How a conductor with such a natural affinity for pacing Wagnerian drama can be so frustratingly inconsistent when it comes to Wagner-influenced symphonies is one of those perplexing mysteries that makes life so interesting. (Then again, Wagner, who was such a fine creator of large-scale dramas, was thrown for a loop by the symphonic form. Go figure.)

Suffice it to say, Nelsons’ Bruckner Seven isn’t as dull as last year’s Bruckner Three. It’s more akin to his Bruckner Four, full of striking moments but not exactly a world-beating interpretation.

It is, throughout though, very well-played. The Leipzigers sound like they’re proud of the sumptuous sonorities they make, and they should be: they’re gloriously rich and smooth. And there are moments – the delicate exchanges of voices in the first movement’s development are a striking one – where the ensemble imbues the music with a winning, almost bumptious, character that belies Bruckner’s reputation as a dour contrapuntist.

But swathes of this reading also lack tension and/or mystery. Part of this is a matter of tempo, part Nelsons’ interpretive take on Bruckner. His isn’t a particularly slow Seventh; neither is it a notably urgent one. The first movement, for instance, too often seems to get lost in its own immensity and its big paragraphs regularly become static and grind to a halt. Sections of the finale (the double-dotted theme, in particular) are ponderous.

That said, the outer parts of the third movement are lean and athletic, and much of the brisker writing in the finale comes across well.

But it’s only in the Seventh’s great second movement that Nelsons’ Bruckner fully rises to the level of his Wagner. Here, he finds a dramatic purpose in the music that he rides to a powerful, moving apotheosis (replete with cymbal crash). What’s most telling in it are the smaller moments: the first appearance of the second theme, for example, is played with a mix of gossamer delicacy and a lightness of touch that’s simply captivating. And Nelsons’ building of the phrases that lead to the movement’s big climax is carefully thought through but executed with impressive fluency. If only such attention to detail had been apparent in his readings of the other three movements.

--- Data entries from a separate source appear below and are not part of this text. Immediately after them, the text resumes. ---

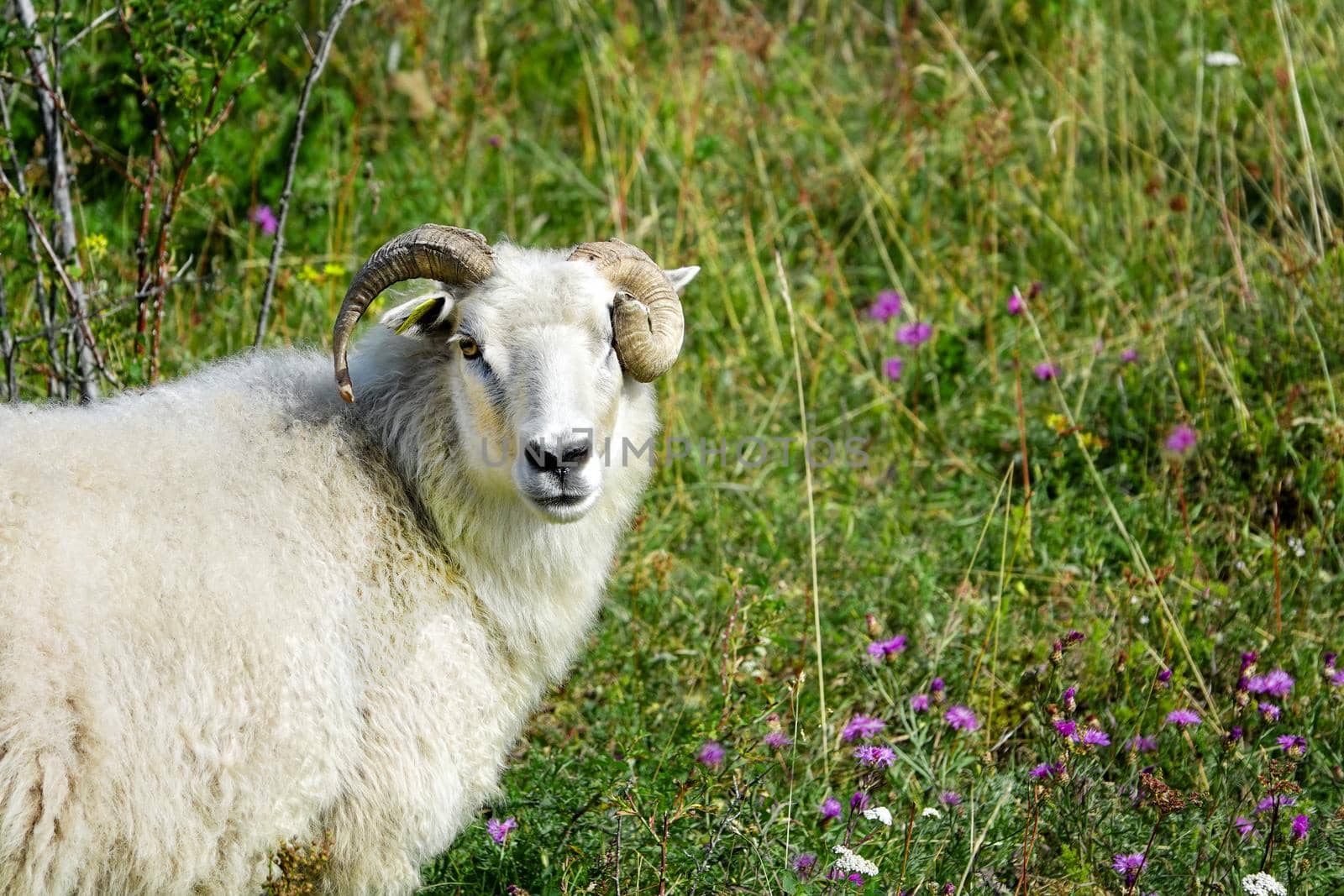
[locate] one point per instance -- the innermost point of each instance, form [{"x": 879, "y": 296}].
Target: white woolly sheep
[{"x": 235, "y": 610}]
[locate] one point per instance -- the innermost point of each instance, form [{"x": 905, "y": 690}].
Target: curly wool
[{"x": 237, "y": 611}]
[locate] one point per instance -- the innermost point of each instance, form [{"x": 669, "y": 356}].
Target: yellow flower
[{"x": 96, "y": 246}]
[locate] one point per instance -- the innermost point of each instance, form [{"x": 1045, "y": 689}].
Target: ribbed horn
[
  {"x": 452, "y": 255},
  {"x": 647, "y": 317}
]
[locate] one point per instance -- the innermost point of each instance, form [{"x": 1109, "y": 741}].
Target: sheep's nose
[{"x": 561, "y": 452}]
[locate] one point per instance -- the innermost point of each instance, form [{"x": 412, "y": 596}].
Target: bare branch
[
  {"x": 77, "y": 313},
  {"x": 55, "y": 374},
  {"x": 91, "y": 27},
  {"x": 313, "y": 74},
  {"x": 60, "y": 174},
  {"x": 7, "y": 347}
]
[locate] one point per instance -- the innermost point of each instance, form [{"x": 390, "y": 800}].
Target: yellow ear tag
[{"x": 421, "y": 311}]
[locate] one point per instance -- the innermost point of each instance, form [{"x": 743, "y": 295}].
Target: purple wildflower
[
  {"x": 1301, "y": 824},
  {"x": 1276, "y": 683},
  {"x": 1180, "y": 439},
  {"x": 1183, "y": 718},
  {"x": 1095, "y": 738},
  {"x": 961, "y": 718},
  {"x": 1129, "y": 866},
  {"x": 1139, "y": 743},
  {"x": 889, "y": 647},
  {"x": 875, "y": 757},
  {"x": 804, "y": 864},
  {"x": 914, "y": 333},
  {"x": 886, "y": 305},
  {"x": 862, "y": 728},
  {"x": 1294, "y": 745},
  {"x": 499, "y": 829},
  {"x": 711, "y": 754},
  {"x": 265, "y": 217}
]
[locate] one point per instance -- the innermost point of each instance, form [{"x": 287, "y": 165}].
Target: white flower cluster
[
  {"x": 1222, "y": 60},
  {"x": 1263, "y": 884},
  {"x": 879, "y": 813},
  {"x": 851, "y": 862}
]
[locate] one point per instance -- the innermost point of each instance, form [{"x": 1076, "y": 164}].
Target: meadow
[{"x": 1052, "y": 289}]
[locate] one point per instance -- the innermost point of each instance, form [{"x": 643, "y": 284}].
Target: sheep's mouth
[{"x": 564, "y": 506}]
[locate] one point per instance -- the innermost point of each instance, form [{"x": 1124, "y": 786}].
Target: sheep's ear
[
  {"x": 682, "y": 275},
  {"x": 423, "y": 316}
]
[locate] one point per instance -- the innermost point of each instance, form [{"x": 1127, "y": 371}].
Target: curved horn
[
  {"x": 452, "y": 255},
  {"x": 649, "y": 328}
]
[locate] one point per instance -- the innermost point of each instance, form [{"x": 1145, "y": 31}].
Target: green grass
[{"x": 952, "y": 150}]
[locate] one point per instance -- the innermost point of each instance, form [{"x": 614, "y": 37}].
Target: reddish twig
[
  {"x": 315, "y": 71},
  {"x": 60, "y": 174}
]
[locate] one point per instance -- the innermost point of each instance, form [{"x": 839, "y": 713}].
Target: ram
[{"x": 237, "y": 610}]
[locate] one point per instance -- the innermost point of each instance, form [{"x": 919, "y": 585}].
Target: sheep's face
[{"x": 542, "y": 407}]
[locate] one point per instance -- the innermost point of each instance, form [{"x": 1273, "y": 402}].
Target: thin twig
[
  {"x": 277, "y": 248},
  {"x": 60, "y": 174},
  {"x": 812, "y": 513},
  {"x": 213, "y": 123},
  {"x": 71, "y": 289},
  {"x": 55, "y": 375},
  {"x": 7, "y": 347},
  {"x": 102, "y": 16}
]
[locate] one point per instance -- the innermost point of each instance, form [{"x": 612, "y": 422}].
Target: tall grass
[{"x": 1085, "y": 155}]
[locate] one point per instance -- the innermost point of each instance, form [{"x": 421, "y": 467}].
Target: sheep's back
[{"x": 178, "y": 684}]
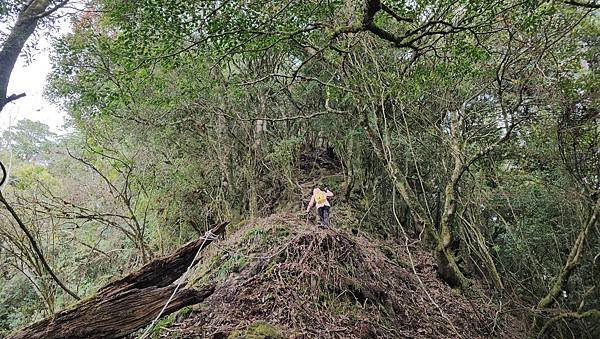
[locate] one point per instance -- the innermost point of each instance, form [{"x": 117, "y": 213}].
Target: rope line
[{"x": 209, "y": 235}]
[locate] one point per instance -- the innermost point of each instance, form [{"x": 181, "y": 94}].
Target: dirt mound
[{"x": 280, "y": 277}]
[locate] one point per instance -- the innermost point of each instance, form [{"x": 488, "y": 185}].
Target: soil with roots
[{"x": 284, "y": 277}]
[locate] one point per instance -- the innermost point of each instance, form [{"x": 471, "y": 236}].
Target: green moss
[{"x": 258, "y": 330}]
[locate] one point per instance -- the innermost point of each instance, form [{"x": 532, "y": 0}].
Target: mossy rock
[{"x": 258, "y": 330}]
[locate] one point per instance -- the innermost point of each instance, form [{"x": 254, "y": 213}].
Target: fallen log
[{"x": 128, "y": 304}]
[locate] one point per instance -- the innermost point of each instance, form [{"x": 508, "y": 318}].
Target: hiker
[{"x": 320, "y": 199}]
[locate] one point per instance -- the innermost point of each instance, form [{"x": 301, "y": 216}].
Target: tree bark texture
[
  {"x": 13, "y": 45},
  {"x": 126, "y": 305}
]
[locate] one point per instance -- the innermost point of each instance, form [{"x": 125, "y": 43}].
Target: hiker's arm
[{"x": 312, "y": 201}]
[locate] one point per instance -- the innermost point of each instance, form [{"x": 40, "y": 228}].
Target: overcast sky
[{"x": 31, "y": 80}]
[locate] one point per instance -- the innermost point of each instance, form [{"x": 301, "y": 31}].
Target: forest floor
[{"x": 284, "y": 277}]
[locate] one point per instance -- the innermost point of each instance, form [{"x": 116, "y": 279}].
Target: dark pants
[{"x": 323, "y": 213}]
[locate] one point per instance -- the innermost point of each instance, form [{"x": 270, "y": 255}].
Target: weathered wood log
[
  {"x": 113, "y": 317},
  {"x": 162, "y": 271},
  {"x": 128, "y": 304}
]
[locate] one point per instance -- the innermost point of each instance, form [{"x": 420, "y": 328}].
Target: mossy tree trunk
[{"x": 128, "y": 304}]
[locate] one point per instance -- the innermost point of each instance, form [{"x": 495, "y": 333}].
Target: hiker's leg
[
  {"x": 326, "y": 215},
  {"x": 320, "y": 214}
]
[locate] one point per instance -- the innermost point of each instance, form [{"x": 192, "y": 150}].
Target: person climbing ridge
[{"x": 319, "y": 198}]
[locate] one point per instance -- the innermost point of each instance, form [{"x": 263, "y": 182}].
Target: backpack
[{"x": 320, "y": 197}]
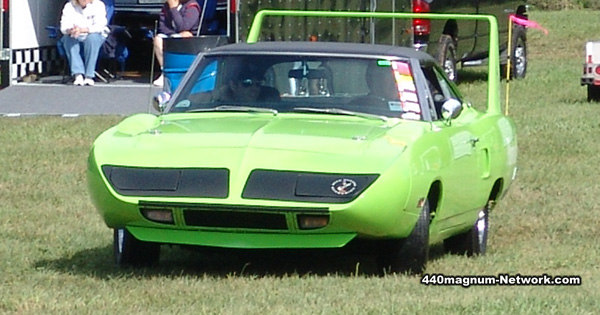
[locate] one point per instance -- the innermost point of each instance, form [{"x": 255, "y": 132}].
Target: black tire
[
  {"x": 129, "y": 251},
  {"x": 447, "y": 56},
  {"x": 474, "y": 241},
  {"x": 408, "y": 255},
  {"x": 593, "y": 93},
  {"x": 518, "y": 55}
]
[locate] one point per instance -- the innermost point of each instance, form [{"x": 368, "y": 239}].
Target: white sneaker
[
  {"x": 88, "y": 81},
  {"x": 160, "y": 81},
  {"x": 78, "y": 80}
]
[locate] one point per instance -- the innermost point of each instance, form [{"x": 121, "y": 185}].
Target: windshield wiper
[
  {"x": 233, "y": 108},
  {"x": 338, "y": 111}
]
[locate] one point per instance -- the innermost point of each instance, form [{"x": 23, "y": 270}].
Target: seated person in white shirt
[{"x": 83, "y": 23}]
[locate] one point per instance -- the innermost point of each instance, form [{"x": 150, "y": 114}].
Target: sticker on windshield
[
  {"x": 395, "y": 106},
  {"x": 183, "y": 104}
]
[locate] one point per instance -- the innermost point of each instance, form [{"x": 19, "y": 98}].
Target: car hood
[{"x": 305, "y": 142}]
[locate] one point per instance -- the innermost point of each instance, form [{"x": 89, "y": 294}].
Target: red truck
[{"x": 591, "y": 70}]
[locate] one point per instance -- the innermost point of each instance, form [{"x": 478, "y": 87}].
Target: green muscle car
[{"x": 296, "y": 145}]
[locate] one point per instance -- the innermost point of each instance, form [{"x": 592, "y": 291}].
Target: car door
[{"x": 460, "y": 171}]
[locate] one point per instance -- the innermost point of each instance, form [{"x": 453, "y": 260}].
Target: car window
[
  {"x": 286, "y": 83},
  {"x": 439, "y": 88}
]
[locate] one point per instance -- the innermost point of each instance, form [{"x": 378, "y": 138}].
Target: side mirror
[
  {"x": 451, "y": 109},
  {"x": 160, "y": 100}
]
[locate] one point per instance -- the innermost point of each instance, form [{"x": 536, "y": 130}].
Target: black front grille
[{"x": 235, "y": 219}]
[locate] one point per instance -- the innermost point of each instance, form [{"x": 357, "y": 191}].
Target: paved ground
[{"x": 48, "y": 96}]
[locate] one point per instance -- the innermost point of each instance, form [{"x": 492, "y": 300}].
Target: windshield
[{"x": 327, "y": 85}]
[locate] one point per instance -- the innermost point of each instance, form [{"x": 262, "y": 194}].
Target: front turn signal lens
[
  {"x": 160, "y": 216},
  {"x": 310, "y": 222}
]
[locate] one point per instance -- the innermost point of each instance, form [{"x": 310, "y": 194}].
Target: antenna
[{"x": 152, "y": 68}]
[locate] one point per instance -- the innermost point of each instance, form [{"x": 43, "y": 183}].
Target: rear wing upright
[{"x": 493, "y": 94}]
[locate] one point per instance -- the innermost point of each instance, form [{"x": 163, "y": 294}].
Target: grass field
[{"x": 56, "y": 253}]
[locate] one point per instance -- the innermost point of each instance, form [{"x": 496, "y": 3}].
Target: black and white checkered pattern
[{"x": 36, "y": 60}]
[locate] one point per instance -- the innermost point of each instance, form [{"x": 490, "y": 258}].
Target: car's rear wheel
[
  {"x": 408, "y": 255},
  {"x": 447, "y": 56},
  {"x": 474, "y": 241},
  {"x": 593, "y": 93},
  {"x": 129, "y": 251}
]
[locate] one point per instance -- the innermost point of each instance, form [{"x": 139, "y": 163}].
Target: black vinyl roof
[{"x": 326, "y": 48}]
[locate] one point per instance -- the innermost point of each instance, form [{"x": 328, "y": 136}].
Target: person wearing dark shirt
[{"x": 178, "y": 18}]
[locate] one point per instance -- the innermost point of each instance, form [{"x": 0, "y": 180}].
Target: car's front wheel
[
  {"x": 129, "y": 251},
  {"x": 474, "y": 241},
  {"x": 410, "y": 254}
]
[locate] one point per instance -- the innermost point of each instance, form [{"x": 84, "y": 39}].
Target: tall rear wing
[{"x": 493, "y": 95}]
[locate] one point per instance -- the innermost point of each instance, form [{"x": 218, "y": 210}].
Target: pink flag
[{"x": 527, "y": 23}]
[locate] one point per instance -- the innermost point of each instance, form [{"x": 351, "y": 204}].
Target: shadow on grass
[{"x": 352, "y": 261}]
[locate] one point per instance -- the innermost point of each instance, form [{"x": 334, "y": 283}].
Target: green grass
[{"x": 56, "y": 253}]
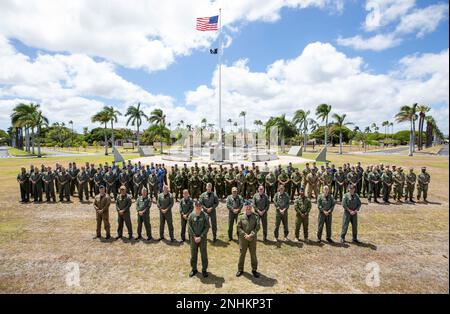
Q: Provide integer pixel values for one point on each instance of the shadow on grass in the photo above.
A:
(212, 279)
(262, 281)
(219, 243)
(366, 245)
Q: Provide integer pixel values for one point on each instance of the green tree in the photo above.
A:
(338, 126)
(135, 116)
(408, 114)
(422, 109)
(322, 112)
(102, 117)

So what we’ve got here is (as in Nelsons’ Bruckner Three) a young man’s Bruckner Seven. If you’re going for a great, coherent, consistent reading of this piece, Karajan, Klemperer, Szell, Blomstedt (with this same orchestra a decade ago), et al. remain the top choices. Once Nelsons figures out how to channel whatever it is that makes his Wagner so compelling into his conducting of Bruckner, then he might really compete with those Olympian forebears. But as this release demonstrates, that day hasn’t yet arrived.


Jonathan Blumhofer is a composer and violist who has been active in the greater Boston area since 2004. His music has received numerous awards and been performed by various ensembles, including the American Composers Orchestra, Kiev Philharmonic, Camerata Chicago, Xanthos Ensemble, and Juventas New Music Group. Since receiving his doctorate from Boston University in 2010, Jon has taught at Clark University, Worcester Polytechnic Institute, and online for the University of Phoenix, in addition to writing music criticism for the Worcester Telegram & Gazette.